Smartphones changed the way I use the internet. My previous online behaviour seems almost quaint now.
Online maps, for example, were already pretty useful before I could access them on my phone. But a map on my phone - that knows where I am as well as where I'm going - is quite a lot more useful than a those A4 print outs I used to carry around. And a map on my phone that knows where I am and where I'm going, and with layers of additional useful information helping me to make choices about the thing I'm looking for, is even more useful than that.
Like a third of British adults, mobile internet apps have become integral to many of the things I do each day. Apps for networking like Twitter and Yammer, apps for reading like Reeder, apps for phoning home like Skype, apps for reminding me what to do like Remember the Milk. I use these apps every day. They have real utility, helping me to efficiently do specific things.
But apps can do far more than help me to be a bit more efficient. The Department of Health is responsible for a lot of information and a lot of data. In its raw state some of it will only be useful to people with the specialist skills and knowledge to interpret it. Apps could make our data more useful to more people, providing new ways to access and interrogate it, helping people to make decisions about their own health and care.
There are plenty of examples of health apps already of course. You don't have to look too hard to find them. If you search an app store you'll find some ropey examples, but you'll find some gems too - health apps that are no doubt already helping to provide health benefits and transform behaviour.
For the next 6 weeks, we'll be inviting people to contribute to a conversation about innovation, information and apps for health and care. We want to find the best, most effective existing apps, and the best ideas for apps that haven't been developed yet.

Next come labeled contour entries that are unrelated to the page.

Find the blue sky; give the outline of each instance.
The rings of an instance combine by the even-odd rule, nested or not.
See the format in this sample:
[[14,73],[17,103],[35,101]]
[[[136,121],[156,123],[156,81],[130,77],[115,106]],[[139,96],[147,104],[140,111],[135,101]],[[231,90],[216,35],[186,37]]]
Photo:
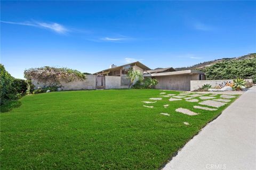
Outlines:
[[1,62],[94,73],[179,67],[256,52],[254,1],[1,1]]

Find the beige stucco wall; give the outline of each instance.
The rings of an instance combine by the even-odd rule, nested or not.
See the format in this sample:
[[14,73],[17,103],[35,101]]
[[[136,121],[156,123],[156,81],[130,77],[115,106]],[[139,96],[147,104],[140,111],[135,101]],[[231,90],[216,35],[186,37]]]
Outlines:
[[[69,83],[60,82],[60,85],[62,86],[62,90],[92,90],[96,88],[96,79],[95,75],[86,75],[86,79],[83,81],[78,80]],[[35,88],[38,87],[43,87],[45,84],[42,83],[38,83],[36,79],[32,79],[32,83],[35,85]]]
[[155,78],[158,84],[155,88],[189,91],[191,80],[198,80],[199,74],[158,76]]
[[126,88],[127,86],[121,86],[121,77],[105,76],[105,89]]
[[142,74],[143,74],[143,70],[140,67],[138,67],[137,66],[133,66],[133,68],[134,70],[139,71]]
[[[246,79],[246,81],[252,82],[251,79]],[[218,86],[219,84],[223,82],[230,82],[233,83],[233,79],[223,79],[223,80],[191,80],[190,82],[190,91],[193,91],[201,87],[203,85],[206,84],[209,84],[212,86],[212,87]]]

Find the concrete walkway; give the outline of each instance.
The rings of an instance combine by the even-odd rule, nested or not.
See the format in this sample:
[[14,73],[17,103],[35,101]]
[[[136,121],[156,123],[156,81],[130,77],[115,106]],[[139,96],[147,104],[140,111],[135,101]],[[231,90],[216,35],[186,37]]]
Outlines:
[[163,169],[256,169],[256,86],[203,128]]

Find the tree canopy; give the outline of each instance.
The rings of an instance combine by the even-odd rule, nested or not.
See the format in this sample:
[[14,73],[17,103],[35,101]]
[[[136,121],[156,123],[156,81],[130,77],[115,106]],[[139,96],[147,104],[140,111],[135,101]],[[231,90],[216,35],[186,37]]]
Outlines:
[[60,81],[68,83],[86,79],[84,74],[76,70],[48,66],[25,70],[24,75],[27,79],[36,79],[39,82],[53,85],[59,84]]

So if you've developed a health app, or if you use a health app that you've found useful, we'd like you to tell us about it. Or if you've had a great idea for an app that you like to see developed, we'd like you to tell us about that too. Or if you'd like to develop something yourself, but you can't get the right data - or the right quality of data - to do it, you can tell us about that too.
Maps and apps runs from today for 6 weeks, and we'll be blogging about it as we go. You can vote for the best ideas as people add them.